The work of first generation woodland painter Daphne Odjig (1919-2016), probably the most influential woodland artist besides Norval Morrisseau and regarded by insiders  as "the mother of Woodland art", differs from that of other woodland artists in that she is heavily influenced by European Modernism such as Picasso's cubism, be it within a Native context. This extraordinarily gifted painter from Wikwemikong, Manitoulin Island, also explored abstract expressionism, impressionism and cloissonnism, and is influenced by the Northwest Coast art.

Top page image: painting by first generation Cree Medicine Painter Carl Ray 
Photo of Daphne Odjig by TRACEY TONG/METRO OTTAWA

  • For further reading please click here (part 3 of the series).
  • To read more about the Group Of Seven, click here.


  1. Nice stuff. Love the painting of Norval. . . who did it?
    I've highlighted some of Blair Debassige's work on my blog a couple times. I'd like to see someone do an essay on the modern guys like Blair, Leland and Mish. Their works are incredible.
    I'll take a chance here and hit "reactie plaaten."

  2. This comment has been removed by the author.

  3. This comment has been removed by the author.

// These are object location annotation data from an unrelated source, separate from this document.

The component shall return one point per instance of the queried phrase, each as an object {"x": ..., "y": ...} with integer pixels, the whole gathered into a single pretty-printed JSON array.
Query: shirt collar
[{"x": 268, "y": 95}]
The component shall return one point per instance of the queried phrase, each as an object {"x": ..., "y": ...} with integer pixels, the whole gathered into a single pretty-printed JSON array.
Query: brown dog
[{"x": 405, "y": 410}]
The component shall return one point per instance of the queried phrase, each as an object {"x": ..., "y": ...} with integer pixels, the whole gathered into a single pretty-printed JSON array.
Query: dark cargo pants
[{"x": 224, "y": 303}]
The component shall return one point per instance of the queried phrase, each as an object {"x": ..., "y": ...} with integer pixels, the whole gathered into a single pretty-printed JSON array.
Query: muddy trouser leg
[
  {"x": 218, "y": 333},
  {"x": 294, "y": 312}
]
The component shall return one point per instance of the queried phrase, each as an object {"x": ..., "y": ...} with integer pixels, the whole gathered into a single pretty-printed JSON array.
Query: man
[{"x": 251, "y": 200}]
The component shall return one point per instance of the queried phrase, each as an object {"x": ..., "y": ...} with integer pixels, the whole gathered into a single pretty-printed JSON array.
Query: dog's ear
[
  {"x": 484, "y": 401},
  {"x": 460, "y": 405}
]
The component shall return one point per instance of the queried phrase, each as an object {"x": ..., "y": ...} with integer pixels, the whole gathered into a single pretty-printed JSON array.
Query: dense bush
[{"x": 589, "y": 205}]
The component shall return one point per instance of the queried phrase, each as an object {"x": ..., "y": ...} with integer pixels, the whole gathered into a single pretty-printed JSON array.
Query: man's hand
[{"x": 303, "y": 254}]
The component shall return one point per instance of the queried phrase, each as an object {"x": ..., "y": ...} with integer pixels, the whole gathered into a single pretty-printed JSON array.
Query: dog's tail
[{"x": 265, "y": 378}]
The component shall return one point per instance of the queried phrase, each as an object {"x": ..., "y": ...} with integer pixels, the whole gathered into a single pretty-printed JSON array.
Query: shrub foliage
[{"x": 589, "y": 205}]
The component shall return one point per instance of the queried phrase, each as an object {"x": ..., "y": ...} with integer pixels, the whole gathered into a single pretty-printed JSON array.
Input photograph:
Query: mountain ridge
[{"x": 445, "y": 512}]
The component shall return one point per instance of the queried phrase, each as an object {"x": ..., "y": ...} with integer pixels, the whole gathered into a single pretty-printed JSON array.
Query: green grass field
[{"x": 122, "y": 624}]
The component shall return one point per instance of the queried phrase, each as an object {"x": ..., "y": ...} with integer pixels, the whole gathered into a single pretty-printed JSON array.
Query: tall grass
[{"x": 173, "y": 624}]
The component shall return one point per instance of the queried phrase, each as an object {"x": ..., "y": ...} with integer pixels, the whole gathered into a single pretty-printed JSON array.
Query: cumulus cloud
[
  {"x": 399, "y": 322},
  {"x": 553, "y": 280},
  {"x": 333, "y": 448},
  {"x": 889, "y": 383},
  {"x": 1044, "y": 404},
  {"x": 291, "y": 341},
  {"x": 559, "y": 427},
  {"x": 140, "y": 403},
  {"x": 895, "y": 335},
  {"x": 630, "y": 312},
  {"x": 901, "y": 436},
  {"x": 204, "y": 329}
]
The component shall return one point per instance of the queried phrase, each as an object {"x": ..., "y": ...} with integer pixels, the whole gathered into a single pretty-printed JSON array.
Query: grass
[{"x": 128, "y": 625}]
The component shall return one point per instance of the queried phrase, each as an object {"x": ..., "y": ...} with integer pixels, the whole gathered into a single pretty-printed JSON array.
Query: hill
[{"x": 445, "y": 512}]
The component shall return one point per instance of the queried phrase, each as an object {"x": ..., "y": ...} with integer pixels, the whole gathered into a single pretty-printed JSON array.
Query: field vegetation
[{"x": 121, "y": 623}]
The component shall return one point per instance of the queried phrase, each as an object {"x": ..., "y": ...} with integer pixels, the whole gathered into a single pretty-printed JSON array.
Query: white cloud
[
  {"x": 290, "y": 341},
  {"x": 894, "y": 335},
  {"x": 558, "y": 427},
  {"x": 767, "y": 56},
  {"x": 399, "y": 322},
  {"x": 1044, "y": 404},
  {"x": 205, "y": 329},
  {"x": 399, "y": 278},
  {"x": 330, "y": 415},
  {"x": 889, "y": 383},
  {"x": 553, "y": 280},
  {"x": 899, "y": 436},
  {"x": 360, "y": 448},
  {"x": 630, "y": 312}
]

    1. Thank you Sagacious, you hit the right button! I believe you're referring to the painting that I placed at the top of my previous post? That one was done in 2008 by Steven Snake.
      I agree that the works of Blair, Leland and Mish are top notch. The late Benjamin Chee Chee was awesome, too. When I have time I want to write about these 2nd generation guys as well.
      For now, the topic of my art blog is about the influence of the Medicine Painters on my own stuff - jewelry mostly. Although jewelry is a whole different discipline compared to painting, I consider myself part of the movement. Stylistically, Jackson Beardy, Benjamin Chee Chee, Stanley Panamick, Cecil Youngfox and Clemence Wescoupe are my biggest influences. But Morrisseau is the one who opened up my eyes and made me aware of a lot of powerful stuff that was at first hidden inside.